Prince's first book gives a weird insight into the world of this workaholic and cryptic pop star

Luton airport has never looked as glamorous as it does in the glossy pages of Prince's first book, a collection of "photography, poetry, lyrics and music" (a CD is included), celebrating his extraordinary series of 21 shows (and 14 aftershow performances) at the O2 venue during August and September last year.

The book is a collaboration with the photographer Randee St Nicholas, who followed Prince throughout his stay, and is clearly intended as something more substantial than a mere concert souvenir. It's evident that the photo shoots were as much of an artistic project as the concerts themselves.

If any more proof is needed of Prince's workaholism, after playing gigs that would start at 8.30pm and aftershows that ran as late as 4.15am, he would follow this with a photo shoot, or on one occasion recorded here (Night 18), even flew to Prague to film a music video at dawn. St Nicholas suggests in an introduction that this idiosyncratic behaviour is "a conduit to achieve creative exhaustion" and "a gift".

Nonetheless, in spite of the high glamour and gorgeous quality of the staged photos here (the "style source directory" in the back of the book credits big-name designers such as Vivienne Westwood, Matthew Williamson and Alexander McQueen), there is an occasional disconnection between Prince's glamorous life and the reality of late-night urban London. The O2 is a wonderful new venue and the only place in the city which could meet Prince's needs for a run of this length, but there's still something slightly dispiriting about the photos of Prince in a yellow hooded jacket round the back of the O2 in the early hours of the morning.

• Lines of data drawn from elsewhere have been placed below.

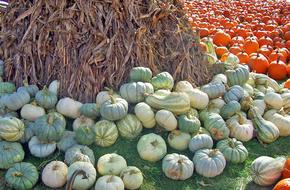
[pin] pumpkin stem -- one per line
(71, 181)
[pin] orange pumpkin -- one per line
(277, 70)
(284, 184)
(286, 171)
(259, 63)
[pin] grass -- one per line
(234, 177)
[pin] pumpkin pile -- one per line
(212, 121)
(257, 32)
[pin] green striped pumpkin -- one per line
(176, 102)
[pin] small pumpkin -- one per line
(151, 147)
(177, 166)
(140, 74)
(11, 128)
(111, 164)
(132, 177)
(81, 176)
(114, 109)
(166, 120)
(50, 127)
(40, 149)
(209, 162)
(31, 112)
(106, 133)
(163, 80)
(145, 114)
(129, 127)
(46, 98)
(69, 107)
(200, 141)
(73, 154)
(135, 92)
(54, 174)
(233, 150)
(178, 140)
(12, 152)
(266, 170)
(109, 182)
(22, 176)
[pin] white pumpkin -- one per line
(31, 112)
(240, 127)
(183, 86)
(151, 147)
(54, 86)
(82, 121)
(280, 119)
(178, 140)
(145, 114)
(69, 107)
(273, 100)
(266, 170)
(177, 166)
(54, 174)
(198, 99)
(111, 164)
(109, 182)
(166, 120)
(132, 177)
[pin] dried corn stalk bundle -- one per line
(89, 44)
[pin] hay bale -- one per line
(94, 43)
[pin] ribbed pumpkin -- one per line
(209, 162)
(266, 170)
(135, 92)
(12, 152)
(90, 110)
(111, 164)
(67, 141)
(16, 100)
(140, 74)
(214, 90)
(114, 109)
(40, 149)
(22, 176)
(215, 124)
(145, 114)
(129, 127)
(200, 141)
(237, 76)
(166, 120)
(230, 109)
(151, 147)
(178, 140)
(176, 102)
(50, 127)
(177, 166)
(74, 153)
(280, 119)
(233, 150)
(85, 135)
(46, 99)
(81, 175)
(163, 80)
(267, 132)
(11, 128)
(106, 133)
(240, 127)
(235, 93)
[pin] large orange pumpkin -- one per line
(277, 70)
(286, 171)
(283, 185)
(259, 63)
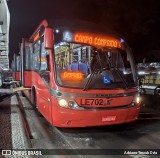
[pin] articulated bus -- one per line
(79, 78)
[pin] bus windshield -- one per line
(84, 66)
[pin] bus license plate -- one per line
(92, 101)
(108, 118)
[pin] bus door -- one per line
(42, 78)
(26, 63)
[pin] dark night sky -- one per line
(136, 20)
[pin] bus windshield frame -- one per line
(79, 64)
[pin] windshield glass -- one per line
(87, 67)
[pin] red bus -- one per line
(15, 65)
(79, 78)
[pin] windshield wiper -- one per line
(91, 77)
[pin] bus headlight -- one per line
(62, 103)
(71, 104)
(136, 100)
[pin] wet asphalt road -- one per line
(141, 134)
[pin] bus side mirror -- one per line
(48, 38)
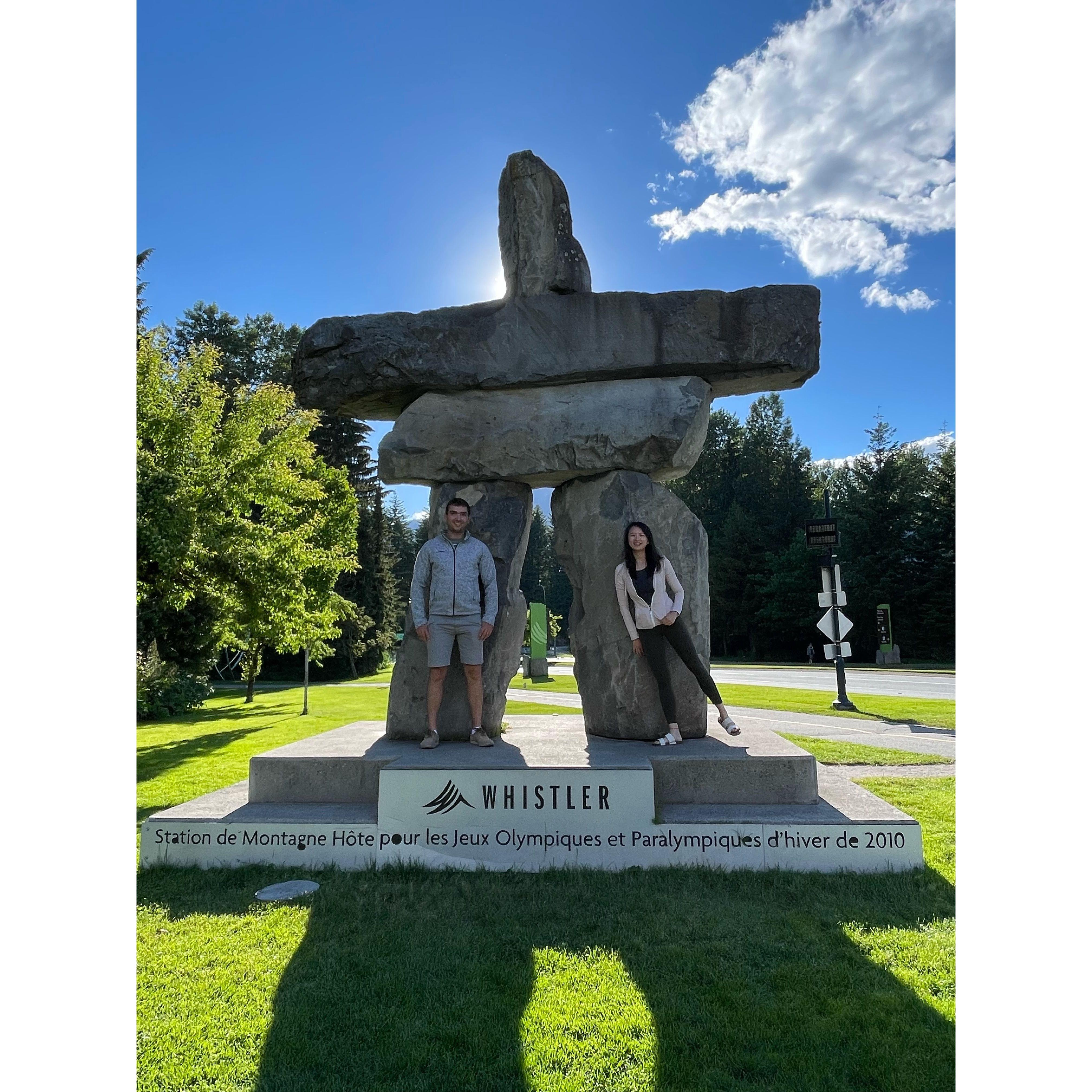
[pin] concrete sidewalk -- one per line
(911, 737)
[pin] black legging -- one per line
(655, 642)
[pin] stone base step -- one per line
(342, 767)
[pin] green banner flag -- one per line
(538, 630)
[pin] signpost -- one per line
(824, 534)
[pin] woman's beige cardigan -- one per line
(662, 604)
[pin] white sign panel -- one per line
(826, 624)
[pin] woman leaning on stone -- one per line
(652, 619)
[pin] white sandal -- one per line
(729, 726)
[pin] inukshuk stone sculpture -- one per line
(600, 395)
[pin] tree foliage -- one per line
(256, 351)
(543, 573)
(242, 529)
(755, 486)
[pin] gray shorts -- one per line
(445, 630)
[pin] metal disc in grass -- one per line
(291, 889)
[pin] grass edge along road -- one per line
(836, 753)
(668, 979)
(934, 712)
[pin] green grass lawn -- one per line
(937, 712)
(833, 753)
(671, 979)
(188, 756)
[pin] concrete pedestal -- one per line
(548, 795)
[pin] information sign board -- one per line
(884, 627)
(822, 534)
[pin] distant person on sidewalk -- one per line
(450, 566)
(654, 623)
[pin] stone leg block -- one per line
(500, 517)
(618, 688)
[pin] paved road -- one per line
(893, 684)
(850, 730)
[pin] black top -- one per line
(642, 584)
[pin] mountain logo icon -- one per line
(448, 800)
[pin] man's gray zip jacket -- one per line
(451, 570)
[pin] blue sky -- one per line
(342, 159)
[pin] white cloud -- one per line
(915, 301)
(838, 134)
(929, 445)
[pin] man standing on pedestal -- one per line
(450, 566)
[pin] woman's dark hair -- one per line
(652, 556)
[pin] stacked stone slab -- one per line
(600, 395)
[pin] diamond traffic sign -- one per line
(826, 624)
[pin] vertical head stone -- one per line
(537, 246)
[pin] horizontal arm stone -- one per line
(374, 366)
(545, 436)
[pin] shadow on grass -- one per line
(159, 758)
(414, 980)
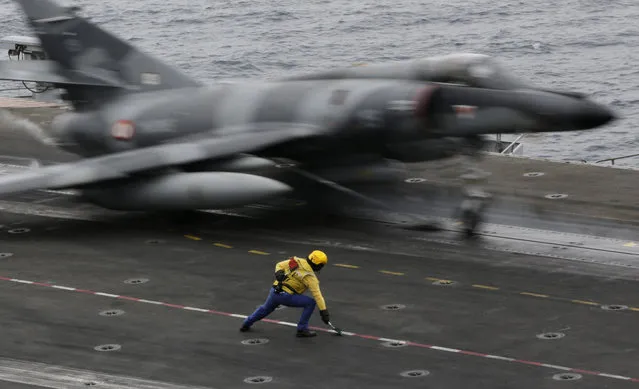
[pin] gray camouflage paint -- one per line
(322, 121)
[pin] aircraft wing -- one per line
(122, 164)
(50, 72)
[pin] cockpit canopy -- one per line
(476, 70)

One of the stranger photo shoots in the collection has a maid in a fetishistic pink uniform and laddered stockings making Prince's bed at the Dorchester. The woman is so beautiful she's clearly a model; the laddered stockings are there to add a touch of social realism, and the end result feels like a peculiar intrusion of male fantasy into Prince's largely feminine world. Those wondering whether Prince is still (as rumoured) a Jehovah's Witness will be intrigued to see the maid adjusting Prince's copy of the New World Translation of the Holy Scriptures. This peculiar narrative ends with the maid putting on one of Prince's shirts and hiding in his wardrobe just as he's about to enter his room.

Prince's text is at times amusing (the first shot of him with an umbrella is accompanied by a complaint about being misled about the weather), at others deliberately cryptic, coded games for the diehards. There are lyrics from songs from his underrated last album, Planet Earth, which gained headlines worldwide when Prince gave it away free with The Mail on Sunday, and what may be poems or lyrics for as yet unreleased songs. ("The Guilty Ones" appears to be a lyric about the fans who came to the shows, commenting on the "single moms & drunk fellas" in the audience. The inebriation of British fans at the O2, who were perhaps not used to such long nights of entertainment, was a frequent complaint of European visitors.)

Ultimately, though, whether you attended the shows or not, the most compelling reason to spend £30 on this book is the accompanying CD, Indigo Nights, a collection of recordings from the aftershows. Oddly, this set most resembles Lou Reed's 1978 scabrous live talkathon Take No Prisoners, showcasing Prince the comedian as he cracks jokes about how dumb photographers beg for pictures of him with Michael Jackson, and reminisces about how his mother used to send him out to buy her tampons. It's significant that Prince has chosen to release recordings from the aftershows instead of the main run. While the main shows were largely run-throughs of the hits, the aftershows were endlessly anarchic and inventive, with everything from psychedelic heavy rock shows to guest appearances from Amy Winehouse to a cover of the Benny Hill theme.

Fans will inevitably be disappointed at the songs and shows not represented here, but it's clear that the songs have been selected to showcase a particular side of Prince's talent, and as this is only the second official Prince live release (apart from odd tracks on his now-defunct website), it makes 21 Nights an essential purchase for anyone interested in the artist.